In August 2024, to facilitate a merger between CGBD and another Carlyle-advised BDC (the “Merger”), the Company
agreed to exchange its 2,000,000 preferred shares into newly issued common shares of CGBD at a price equal to the net asset
value per common share on the date of completion of the Merger (the “Exchange”). The Merger and the Exchange were
completed on March 27, 2025, and the Company exchanged its preferred shares for 3,004,808 newly issued common shares of
CGBD based on the net asset value of $16.64 per common share of CGBD on that date. The preferred shares were cancelled
following the completion of the Exchange. The newly issued common shares of CGBD are subject to a tiered lock-up
agreement with a restriction period that expires in three equal tranches of the common shares over a period of two years.

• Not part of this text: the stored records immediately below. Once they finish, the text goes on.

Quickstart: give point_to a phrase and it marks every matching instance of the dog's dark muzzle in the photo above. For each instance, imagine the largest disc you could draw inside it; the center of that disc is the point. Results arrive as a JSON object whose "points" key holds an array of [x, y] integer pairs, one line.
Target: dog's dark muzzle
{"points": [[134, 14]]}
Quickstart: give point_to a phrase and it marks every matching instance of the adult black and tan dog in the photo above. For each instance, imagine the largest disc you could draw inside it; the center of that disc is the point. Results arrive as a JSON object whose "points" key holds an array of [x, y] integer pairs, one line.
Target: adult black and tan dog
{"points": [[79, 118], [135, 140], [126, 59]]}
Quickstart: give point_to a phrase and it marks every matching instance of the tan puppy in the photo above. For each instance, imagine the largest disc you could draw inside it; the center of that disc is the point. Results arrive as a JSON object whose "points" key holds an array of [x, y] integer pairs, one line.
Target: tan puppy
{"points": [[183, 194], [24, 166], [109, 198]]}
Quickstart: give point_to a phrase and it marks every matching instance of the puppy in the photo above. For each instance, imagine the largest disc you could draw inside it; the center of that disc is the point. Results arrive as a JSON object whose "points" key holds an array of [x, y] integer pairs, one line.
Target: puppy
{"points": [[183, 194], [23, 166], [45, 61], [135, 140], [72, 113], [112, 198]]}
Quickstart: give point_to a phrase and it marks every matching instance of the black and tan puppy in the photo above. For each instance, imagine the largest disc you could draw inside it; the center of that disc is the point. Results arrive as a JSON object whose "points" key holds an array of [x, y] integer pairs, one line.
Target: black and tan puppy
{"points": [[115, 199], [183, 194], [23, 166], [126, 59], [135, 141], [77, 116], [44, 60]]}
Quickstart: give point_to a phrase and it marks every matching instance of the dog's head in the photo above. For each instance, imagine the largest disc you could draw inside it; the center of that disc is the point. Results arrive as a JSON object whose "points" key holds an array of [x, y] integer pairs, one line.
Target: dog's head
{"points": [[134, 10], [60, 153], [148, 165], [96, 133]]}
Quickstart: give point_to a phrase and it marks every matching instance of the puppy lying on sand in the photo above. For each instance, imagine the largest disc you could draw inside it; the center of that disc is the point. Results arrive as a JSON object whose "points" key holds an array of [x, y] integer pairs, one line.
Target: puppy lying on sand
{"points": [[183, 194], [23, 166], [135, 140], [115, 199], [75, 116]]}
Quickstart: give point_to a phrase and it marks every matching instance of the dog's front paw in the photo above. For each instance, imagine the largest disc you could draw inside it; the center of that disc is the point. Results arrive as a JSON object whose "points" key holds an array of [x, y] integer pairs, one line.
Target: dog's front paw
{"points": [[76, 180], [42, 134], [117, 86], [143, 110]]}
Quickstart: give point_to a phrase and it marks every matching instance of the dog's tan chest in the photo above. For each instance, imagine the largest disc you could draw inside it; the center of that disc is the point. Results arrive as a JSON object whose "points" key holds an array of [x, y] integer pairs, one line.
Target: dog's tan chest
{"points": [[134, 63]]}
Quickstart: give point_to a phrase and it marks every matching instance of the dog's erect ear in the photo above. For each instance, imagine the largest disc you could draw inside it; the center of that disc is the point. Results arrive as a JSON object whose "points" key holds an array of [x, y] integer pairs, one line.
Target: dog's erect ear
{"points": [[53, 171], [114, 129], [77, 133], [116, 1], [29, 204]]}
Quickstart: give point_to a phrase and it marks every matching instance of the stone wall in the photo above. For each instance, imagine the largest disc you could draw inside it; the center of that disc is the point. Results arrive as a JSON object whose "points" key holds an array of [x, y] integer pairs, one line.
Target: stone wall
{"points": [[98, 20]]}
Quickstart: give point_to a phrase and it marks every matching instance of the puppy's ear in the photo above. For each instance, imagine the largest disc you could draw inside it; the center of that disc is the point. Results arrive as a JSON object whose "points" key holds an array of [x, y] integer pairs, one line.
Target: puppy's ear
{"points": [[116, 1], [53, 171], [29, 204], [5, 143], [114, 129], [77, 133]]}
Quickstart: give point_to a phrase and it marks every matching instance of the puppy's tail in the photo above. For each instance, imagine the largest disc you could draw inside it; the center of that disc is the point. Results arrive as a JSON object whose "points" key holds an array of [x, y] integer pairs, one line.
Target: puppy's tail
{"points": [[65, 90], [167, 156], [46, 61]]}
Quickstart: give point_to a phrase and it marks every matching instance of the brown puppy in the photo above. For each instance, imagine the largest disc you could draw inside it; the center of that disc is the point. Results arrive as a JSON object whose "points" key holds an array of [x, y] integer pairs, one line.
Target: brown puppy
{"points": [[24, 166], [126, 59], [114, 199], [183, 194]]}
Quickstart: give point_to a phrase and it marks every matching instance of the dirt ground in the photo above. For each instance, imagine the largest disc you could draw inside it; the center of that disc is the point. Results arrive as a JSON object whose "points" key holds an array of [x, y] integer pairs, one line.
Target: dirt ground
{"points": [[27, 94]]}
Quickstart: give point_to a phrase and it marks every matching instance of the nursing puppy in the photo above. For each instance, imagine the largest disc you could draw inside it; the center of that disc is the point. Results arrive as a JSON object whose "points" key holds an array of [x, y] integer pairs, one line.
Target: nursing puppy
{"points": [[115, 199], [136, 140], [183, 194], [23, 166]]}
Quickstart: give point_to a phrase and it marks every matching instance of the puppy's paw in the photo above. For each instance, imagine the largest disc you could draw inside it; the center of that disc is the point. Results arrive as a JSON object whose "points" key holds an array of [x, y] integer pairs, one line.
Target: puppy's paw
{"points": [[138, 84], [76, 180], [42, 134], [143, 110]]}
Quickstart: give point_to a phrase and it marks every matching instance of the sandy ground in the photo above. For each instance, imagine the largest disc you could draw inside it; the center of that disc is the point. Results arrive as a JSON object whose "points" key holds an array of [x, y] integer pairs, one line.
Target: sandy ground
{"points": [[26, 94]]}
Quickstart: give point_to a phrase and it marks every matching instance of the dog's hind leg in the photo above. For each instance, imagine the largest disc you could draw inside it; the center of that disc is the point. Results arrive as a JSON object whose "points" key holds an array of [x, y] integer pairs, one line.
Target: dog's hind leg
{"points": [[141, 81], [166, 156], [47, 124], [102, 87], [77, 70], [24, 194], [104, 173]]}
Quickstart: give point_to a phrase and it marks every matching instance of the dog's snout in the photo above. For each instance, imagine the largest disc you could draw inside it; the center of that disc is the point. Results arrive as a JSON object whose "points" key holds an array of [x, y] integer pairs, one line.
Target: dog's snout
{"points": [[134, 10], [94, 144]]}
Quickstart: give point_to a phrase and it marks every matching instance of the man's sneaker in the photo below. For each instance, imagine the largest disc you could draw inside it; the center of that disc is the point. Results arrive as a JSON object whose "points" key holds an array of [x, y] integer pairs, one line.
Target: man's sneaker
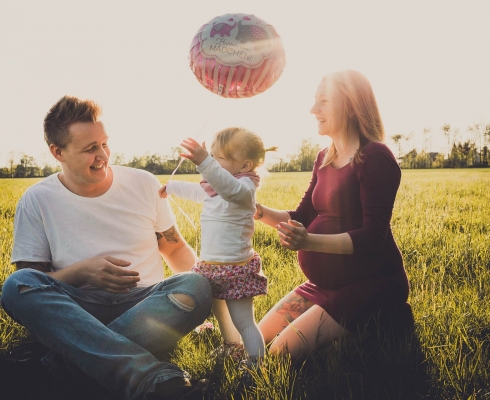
{"points": [[180, 389]]}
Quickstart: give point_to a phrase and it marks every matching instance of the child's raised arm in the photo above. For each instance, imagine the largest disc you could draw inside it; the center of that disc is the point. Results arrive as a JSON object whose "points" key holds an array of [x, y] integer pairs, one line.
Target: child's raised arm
{"points": [[197, 153]]}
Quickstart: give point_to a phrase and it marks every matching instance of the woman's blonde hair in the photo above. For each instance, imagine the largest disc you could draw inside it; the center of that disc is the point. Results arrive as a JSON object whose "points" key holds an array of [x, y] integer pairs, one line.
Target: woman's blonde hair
{"points": [[360, 110], [247, 143]]}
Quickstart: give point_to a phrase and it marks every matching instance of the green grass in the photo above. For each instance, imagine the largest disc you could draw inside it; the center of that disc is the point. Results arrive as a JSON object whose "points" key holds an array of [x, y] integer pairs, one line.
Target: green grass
{"points": [[442, 227]]}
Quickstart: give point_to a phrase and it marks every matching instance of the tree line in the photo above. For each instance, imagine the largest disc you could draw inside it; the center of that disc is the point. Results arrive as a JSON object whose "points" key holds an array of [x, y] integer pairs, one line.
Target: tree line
{"points": [[472, 152]]}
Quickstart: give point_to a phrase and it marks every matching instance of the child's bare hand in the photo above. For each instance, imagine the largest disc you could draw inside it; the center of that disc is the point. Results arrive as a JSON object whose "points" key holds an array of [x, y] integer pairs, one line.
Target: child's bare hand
{"points": [[197, 153], [163, 192]]}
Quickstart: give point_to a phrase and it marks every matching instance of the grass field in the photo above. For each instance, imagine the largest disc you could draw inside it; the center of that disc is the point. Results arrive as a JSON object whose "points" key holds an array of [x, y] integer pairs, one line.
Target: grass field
{"points": [[442, 226]]}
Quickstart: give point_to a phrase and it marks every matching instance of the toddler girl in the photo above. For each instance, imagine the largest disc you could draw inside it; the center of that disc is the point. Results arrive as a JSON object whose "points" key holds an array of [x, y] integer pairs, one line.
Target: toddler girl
{"points": [[227, 258]]}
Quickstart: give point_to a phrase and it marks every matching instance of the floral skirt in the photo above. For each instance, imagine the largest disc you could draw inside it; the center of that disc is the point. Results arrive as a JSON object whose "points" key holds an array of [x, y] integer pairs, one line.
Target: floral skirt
{"points": [[234, 281]]}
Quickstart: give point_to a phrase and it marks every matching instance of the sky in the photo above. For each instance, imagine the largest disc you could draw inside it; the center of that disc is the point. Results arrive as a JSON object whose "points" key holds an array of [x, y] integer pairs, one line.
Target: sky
{"points": [[428, 62]]}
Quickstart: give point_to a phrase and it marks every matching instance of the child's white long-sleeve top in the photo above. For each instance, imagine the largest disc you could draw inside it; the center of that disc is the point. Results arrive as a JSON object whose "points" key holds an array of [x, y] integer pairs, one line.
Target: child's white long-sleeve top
{"points": [[227, 223]]}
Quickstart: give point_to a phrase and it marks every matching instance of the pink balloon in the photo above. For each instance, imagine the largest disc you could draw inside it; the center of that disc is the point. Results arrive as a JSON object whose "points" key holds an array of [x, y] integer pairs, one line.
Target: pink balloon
{"points": [[237, 55]]}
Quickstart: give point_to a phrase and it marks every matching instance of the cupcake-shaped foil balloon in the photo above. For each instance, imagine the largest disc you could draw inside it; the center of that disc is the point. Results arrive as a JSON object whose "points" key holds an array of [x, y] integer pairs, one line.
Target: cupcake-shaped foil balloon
{"points": [[237, 55]]}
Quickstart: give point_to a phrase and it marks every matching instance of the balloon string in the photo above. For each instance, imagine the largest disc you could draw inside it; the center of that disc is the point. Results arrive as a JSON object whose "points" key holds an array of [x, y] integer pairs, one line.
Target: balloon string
{"points": [[183, 213], [181, 160]]}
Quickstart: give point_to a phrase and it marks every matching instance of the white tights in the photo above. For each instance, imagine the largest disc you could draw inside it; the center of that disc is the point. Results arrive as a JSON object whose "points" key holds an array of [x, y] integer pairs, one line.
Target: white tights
{"points": [[236, 320]]}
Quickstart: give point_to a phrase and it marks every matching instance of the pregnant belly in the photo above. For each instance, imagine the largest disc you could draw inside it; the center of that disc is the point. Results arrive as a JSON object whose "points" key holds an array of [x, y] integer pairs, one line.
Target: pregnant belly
{"points": [[330, 271]]}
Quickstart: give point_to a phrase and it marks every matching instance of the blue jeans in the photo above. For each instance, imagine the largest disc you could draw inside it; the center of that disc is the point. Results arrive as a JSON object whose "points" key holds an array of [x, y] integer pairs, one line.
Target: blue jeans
{"points": [[112, 338]]}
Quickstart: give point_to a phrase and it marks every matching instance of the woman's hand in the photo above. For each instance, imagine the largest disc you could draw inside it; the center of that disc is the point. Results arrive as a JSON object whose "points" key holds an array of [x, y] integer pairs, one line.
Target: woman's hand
{"points": [[197, 153], [293, 235], [162, 192]]}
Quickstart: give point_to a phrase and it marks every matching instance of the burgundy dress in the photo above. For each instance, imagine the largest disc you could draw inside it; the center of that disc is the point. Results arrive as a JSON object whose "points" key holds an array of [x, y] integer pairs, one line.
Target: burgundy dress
{"points": [[358, 199]]}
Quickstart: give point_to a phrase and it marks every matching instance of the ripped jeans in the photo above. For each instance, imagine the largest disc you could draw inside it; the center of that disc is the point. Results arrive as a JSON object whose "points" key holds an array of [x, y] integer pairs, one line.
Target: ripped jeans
{"points": [[112, 338]]}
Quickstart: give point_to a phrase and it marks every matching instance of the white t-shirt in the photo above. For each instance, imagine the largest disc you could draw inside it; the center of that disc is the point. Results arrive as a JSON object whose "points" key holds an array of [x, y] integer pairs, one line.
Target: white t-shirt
{"points": [[227, 223], [55, 225]]}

For the three months ended March 31, 2025 and 2024, the Company recorded dividend income from the BDC Preferred
Shares of $0.8 million and $0.9 million, respectively, which was included in Interest and other income in the condensed
consolidated statements of operations. The Company’s investment in the common shares of CGBD, which was recorded at fair
value using Level I inputs based on the CGBD common share price, was $48.6 million as of March 31, 2025, and was included
in Investments, including accrued performance allocations, in the condensed consolidated balance sheets. The Company’s
investment in the BDC Preferred Shares, which was recorded at fair value using Level III inputs based on the estimated
conversion value, was $53.4 million as of December 31, 2024, and was included in Investments, including accrued performance
allocations, in the condensed consolidated balance sheets.
Other Transactions
Senior Carlyle professionals and employees are permitted to participate in co-investment entities that invest in Carlyle
funds or alongside Carlyle funds. In many cases, participation is limited by law to individuals who qualify under applicable
legal requirements. These co-investment entities generally do not require senior Carlyle professionals and employees to pay
management or performance allocations, however, Carlyle professionals and employees are required to pay their portion of
partnership expenses.
Carried interest income from certain funds can be distributed to senior Carlyle professionals and employees on a current
basis, but is subject to repayment by the subsidiary of the Company that acts as general partner of the fund in the event that
certain specified return thresholds are not ultimately achieved. The senior Carlyle professionals and certain other investment
professionals have personally guaranteed, subject to certain limitations, the obligation of these subsidiaries in respect of this
general partner obligation. Such guarantees are several and not joint and are limited to a particular individual’s distributions
received.
The Company does business with some of its portfolio companies; all such arrangements are on a negotiated basis.
Substantially all revenue is earned from affiliates of Carlyle.